Woodblock print on paper, depicting two richly dressed Japanese courtesans either side of Prince Genji seated at the edge of a river, produced by the Japanese woodblock artist Utagawa Yoshitora ( - c.1888), and published by Izumiya Ichibei in Tokyo, Japan, in October 1862. It is possibly the central panel of an original triptych; a work of art comprised of three distinct panels.

Although works by this artist are not listed in the official catalogue, it was possibly exhibited by a retailer at the Japanese court at the 1880 Melbourne International Exhibition where it was bought by John Twycross.

Woodblock prints like one could have been exhibited under two categories: Class 22, Printed Paperhangings, or Class 42, Toys.

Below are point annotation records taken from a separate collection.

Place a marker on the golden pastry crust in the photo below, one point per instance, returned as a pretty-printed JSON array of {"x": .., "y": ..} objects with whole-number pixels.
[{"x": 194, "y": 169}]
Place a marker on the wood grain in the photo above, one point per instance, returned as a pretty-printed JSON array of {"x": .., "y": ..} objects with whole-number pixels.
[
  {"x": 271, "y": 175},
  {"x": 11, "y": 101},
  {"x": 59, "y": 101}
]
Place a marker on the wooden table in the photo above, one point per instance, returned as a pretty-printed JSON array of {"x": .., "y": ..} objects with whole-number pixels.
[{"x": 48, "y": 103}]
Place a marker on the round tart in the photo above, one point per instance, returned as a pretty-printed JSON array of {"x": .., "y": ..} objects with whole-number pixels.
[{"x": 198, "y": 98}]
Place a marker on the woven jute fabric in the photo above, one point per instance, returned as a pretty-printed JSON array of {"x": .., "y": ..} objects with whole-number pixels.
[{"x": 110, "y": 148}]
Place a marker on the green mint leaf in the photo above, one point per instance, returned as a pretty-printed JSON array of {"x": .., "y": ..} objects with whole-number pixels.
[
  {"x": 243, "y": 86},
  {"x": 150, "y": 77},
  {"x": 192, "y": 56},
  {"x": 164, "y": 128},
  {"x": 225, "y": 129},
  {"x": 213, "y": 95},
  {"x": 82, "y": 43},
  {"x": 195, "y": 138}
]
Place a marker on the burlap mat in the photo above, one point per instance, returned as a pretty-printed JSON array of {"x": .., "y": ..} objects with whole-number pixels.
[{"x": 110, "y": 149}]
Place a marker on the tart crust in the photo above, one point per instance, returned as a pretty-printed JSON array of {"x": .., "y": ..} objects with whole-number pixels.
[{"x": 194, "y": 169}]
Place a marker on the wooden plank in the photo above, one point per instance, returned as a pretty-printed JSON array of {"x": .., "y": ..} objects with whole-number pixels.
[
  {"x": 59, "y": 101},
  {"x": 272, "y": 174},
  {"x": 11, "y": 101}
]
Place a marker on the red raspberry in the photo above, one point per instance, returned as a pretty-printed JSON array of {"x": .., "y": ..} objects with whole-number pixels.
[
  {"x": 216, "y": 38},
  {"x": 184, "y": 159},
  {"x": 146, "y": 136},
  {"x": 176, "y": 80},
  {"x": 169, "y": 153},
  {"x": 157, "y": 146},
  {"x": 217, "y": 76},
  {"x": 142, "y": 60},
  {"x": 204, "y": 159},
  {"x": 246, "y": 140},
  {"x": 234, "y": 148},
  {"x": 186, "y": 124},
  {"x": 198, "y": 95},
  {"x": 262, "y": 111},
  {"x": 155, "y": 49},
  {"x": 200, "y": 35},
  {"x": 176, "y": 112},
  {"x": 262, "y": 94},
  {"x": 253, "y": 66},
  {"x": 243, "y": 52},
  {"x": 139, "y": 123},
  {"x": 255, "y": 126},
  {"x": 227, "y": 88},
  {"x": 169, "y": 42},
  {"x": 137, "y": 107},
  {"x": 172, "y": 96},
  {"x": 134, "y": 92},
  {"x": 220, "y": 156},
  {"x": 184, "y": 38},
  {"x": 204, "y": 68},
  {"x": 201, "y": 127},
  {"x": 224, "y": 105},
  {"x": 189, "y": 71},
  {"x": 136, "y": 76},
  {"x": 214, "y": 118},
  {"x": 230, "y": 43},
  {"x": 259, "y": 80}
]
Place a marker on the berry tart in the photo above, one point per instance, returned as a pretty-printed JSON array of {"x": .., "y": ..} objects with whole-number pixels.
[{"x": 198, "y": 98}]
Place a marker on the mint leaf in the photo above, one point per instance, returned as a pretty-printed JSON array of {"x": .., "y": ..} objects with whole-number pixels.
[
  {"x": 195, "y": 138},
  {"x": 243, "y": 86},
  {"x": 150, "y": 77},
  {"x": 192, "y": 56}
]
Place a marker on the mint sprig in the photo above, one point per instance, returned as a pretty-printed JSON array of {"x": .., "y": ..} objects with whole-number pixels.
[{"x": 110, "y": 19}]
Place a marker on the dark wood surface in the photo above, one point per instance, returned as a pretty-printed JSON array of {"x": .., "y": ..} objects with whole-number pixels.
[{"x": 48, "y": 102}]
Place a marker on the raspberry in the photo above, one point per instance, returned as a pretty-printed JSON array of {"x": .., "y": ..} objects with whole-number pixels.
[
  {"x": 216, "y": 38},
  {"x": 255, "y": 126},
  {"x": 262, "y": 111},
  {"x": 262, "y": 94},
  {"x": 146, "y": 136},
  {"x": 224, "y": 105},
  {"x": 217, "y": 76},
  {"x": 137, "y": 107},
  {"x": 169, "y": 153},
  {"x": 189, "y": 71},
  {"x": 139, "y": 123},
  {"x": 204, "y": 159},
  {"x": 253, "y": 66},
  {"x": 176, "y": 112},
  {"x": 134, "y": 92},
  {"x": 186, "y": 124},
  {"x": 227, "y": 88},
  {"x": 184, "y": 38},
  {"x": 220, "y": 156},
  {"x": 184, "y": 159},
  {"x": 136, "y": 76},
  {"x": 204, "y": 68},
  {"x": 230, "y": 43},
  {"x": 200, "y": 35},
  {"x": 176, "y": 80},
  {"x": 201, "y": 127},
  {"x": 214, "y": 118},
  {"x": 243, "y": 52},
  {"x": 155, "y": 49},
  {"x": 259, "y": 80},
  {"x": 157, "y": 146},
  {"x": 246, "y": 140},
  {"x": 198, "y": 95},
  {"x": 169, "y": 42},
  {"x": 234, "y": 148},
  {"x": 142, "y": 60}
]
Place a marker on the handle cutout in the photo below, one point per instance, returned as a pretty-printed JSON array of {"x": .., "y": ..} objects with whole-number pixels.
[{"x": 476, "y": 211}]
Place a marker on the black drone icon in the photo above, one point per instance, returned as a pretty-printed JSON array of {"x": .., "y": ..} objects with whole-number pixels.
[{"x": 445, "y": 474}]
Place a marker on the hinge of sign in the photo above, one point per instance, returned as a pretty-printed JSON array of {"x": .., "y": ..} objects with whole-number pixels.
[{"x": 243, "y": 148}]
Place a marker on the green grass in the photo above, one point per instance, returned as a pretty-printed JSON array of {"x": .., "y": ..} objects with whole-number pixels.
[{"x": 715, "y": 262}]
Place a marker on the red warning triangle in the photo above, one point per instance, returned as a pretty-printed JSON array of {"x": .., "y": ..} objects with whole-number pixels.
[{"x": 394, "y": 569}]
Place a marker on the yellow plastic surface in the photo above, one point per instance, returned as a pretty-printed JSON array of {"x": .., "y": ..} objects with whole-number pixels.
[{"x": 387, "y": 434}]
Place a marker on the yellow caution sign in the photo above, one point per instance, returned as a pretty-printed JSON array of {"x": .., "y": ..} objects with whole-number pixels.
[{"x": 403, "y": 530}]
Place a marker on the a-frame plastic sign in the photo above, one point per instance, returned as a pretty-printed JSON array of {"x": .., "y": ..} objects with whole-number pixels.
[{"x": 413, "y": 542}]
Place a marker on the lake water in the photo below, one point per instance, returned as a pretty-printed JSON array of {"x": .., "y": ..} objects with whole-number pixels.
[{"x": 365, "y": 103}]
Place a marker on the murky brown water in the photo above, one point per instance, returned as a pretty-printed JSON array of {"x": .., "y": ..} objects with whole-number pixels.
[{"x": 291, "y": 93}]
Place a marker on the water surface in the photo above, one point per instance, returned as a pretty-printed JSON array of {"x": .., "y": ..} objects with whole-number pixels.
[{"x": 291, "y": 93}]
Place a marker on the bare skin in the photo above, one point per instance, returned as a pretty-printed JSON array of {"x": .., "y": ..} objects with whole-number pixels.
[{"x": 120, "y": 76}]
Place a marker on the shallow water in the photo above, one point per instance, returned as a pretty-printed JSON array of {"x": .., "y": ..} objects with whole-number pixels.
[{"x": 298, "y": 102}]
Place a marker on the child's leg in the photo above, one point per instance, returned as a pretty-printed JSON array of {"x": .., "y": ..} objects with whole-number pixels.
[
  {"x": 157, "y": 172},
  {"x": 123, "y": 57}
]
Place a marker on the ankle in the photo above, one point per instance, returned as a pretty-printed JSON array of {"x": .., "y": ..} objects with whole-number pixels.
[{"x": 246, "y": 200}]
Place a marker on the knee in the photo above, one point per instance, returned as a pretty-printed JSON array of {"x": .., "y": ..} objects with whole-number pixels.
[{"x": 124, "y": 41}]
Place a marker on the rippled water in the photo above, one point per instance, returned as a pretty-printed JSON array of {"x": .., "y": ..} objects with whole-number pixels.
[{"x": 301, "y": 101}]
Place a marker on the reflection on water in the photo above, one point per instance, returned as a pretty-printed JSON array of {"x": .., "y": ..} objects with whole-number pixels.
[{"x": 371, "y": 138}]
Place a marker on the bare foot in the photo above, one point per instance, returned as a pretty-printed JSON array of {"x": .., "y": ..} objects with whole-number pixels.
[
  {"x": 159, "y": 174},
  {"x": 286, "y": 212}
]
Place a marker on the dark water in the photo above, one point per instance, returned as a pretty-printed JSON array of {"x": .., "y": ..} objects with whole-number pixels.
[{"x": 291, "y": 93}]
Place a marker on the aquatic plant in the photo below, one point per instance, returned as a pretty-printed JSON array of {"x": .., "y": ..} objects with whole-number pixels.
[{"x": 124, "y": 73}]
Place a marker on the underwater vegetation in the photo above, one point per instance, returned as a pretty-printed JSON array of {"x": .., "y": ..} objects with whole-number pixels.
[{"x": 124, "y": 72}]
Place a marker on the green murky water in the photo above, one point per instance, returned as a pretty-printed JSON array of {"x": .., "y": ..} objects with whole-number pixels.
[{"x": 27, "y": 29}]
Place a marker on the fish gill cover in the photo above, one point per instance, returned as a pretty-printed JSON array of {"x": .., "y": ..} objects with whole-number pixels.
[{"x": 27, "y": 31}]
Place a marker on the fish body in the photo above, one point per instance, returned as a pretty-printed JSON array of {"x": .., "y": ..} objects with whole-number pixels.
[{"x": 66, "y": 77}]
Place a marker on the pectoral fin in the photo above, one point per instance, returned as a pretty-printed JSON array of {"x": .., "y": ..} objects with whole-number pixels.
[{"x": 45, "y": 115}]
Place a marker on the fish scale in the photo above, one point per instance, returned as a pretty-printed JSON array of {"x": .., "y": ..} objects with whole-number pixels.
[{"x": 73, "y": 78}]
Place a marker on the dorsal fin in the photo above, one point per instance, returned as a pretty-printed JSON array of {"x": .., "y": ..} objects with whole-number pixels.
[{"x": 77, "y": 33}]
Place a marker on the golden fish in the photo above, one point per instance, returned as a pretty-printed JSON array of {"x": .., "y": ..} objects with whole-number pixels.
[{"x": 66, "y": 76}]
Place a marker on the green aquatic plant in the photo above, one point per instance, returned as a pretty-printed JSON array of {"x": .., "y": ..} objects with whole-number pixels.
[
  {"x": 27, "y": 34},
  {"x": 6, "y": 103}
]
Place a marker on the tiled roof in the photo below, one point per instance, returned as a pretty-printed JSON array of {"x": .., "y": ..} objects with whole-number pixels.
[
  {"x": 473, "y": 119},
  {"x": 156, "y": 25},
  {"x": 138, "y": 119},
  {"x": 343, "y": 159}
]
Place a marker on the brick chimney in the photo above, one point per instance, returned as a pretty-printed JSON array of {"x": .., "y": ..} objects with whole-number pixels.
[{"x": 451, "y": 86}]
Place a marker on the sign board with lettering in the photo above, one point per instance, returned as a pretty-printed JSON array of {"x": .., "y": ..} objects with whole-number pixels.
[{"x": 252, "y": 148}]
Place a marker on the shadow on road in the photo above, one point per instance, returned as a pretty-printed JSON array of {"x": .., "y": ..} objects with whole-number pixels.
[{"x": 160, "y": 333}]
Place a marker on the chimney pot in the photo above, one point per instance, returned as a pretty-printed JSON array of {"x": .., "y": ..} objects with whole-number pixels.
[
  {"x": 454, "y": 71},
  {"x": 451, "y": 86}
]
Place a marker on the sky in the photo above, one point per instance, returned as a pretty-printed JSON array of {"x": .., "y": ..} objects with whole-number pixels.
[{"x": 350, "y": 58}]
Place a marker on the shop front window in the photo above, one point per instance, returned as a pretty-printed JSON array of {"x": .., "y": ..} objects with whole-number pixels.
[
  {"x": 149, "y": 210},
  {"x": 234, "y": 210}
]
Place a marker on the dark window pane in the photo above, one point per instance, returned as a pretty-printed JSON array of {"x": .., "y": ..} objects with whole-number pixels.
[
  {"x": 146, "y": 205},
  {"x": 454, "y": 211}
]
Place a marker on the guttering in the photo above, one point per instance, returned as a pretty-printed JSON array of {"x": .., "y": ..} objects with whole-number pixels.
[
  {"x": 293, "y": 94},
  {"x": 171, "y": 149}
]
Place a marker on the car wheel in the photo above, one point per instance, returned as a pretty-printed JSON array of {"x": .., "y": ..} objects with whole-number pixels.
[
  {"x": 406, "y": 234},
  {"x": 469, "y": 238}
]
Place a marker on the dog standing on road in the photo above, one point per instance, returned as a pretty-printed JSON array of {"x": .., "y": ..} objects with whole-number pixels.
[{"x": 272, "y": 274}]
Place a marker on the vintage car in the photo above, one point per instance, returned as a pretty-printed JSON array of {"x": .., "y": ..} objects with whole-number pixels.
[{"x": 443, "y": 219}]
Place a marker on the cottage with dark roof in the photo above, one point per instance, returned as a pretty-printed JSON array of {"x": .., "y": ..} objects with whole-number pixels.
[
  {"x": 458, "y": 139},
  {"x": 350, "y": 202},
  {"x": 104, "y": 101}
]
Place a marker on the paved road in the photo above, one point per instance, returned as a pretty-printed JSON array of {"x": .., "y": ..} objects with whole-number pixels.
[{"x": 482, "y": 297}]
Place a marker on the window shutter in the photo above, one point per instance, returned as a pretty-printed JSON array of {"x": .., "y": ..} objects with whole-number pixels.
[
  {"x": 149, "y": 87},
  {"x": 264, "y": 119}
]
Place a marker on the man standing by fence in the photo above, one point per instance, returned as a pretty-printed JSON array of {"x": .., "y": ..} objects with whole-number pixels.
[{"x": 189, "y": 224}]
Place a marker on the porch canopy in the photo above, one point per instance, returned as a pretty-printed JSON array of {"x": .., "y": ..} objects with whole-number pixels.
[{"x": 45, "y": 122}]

In Printed Paperhangings, G. Inouye from Osaka exhibited 'Printed Paperhangings', Kiriu-Kosho Kuwaisha (now spelt Kiriu-Kosho Kaisha) and T. Akiyama of Tokyo exhibited 'Paperhangings and artistic papers' and M. Tani, Osaka, exhibited 'Printed Paperhangings'. Printed paperhangings, as a nineteenth century term, often referred to wall papers.

In Class 42, Toys, Kiriu-Kosho Kuwaisha and T. Akiyama of Tokyo are listed as having exhibited 'Dolls, Playing Balls, Painted Pictures, &c'. It is more likely that artistic wood block prints such as this one would have been exhibited in this category because of the vivid, graphic subject matter, that so clearly tells a story.

The scene is a Genji-e or Mitate-e; a paraody illustration of the original Genji story. A popular subject for many Japanese print - or Ukiyo-e - artists in the nineteenth century, 'The Tale of Genji', the classical Japanese novel by Lady Murasaki Shikibu of the late Heian period (794-1185 AD), detailed the lengthy, often complex love adventures of the novel's central character, Prince Genji. The story spawned many parodies, illustrations of which were also prevalent and often termed mitate-e.

In this image, two female courtesans are seen either side of Prince Genji, seated beside the banks of a river, possibly the Oi River. In the river are two topless labourers, who - in the Edo period in Japan - were often used to carry people across rivers in the absence of bridges. Bridges were rarely built across major rivers during the Edo period for military reasons, and the Oi River was renowned as one of the more difficult rivers to cross.

To many in the Melbourne Exhibition's largely western audience, the flattened pictorial form and composition of Japanese prints remained puzzling, and often misunderstood. 'The Japanese pictures were very curious, some of the figures being made to rise considerably above the background', the official catalogue to the exhibition observed, while the Argus newspaper - quoted in the official catalogue - commented of the display of porcelain figures that although 'Stamped with character...the human figure more often than otherwise [is] grotesque in position and humorous in expression.'

Physical Description

Signed Japanese coloured wood block print on paper depicting Prince Genji and two richly dressed women on the banks of the Oi River, prior to crossing.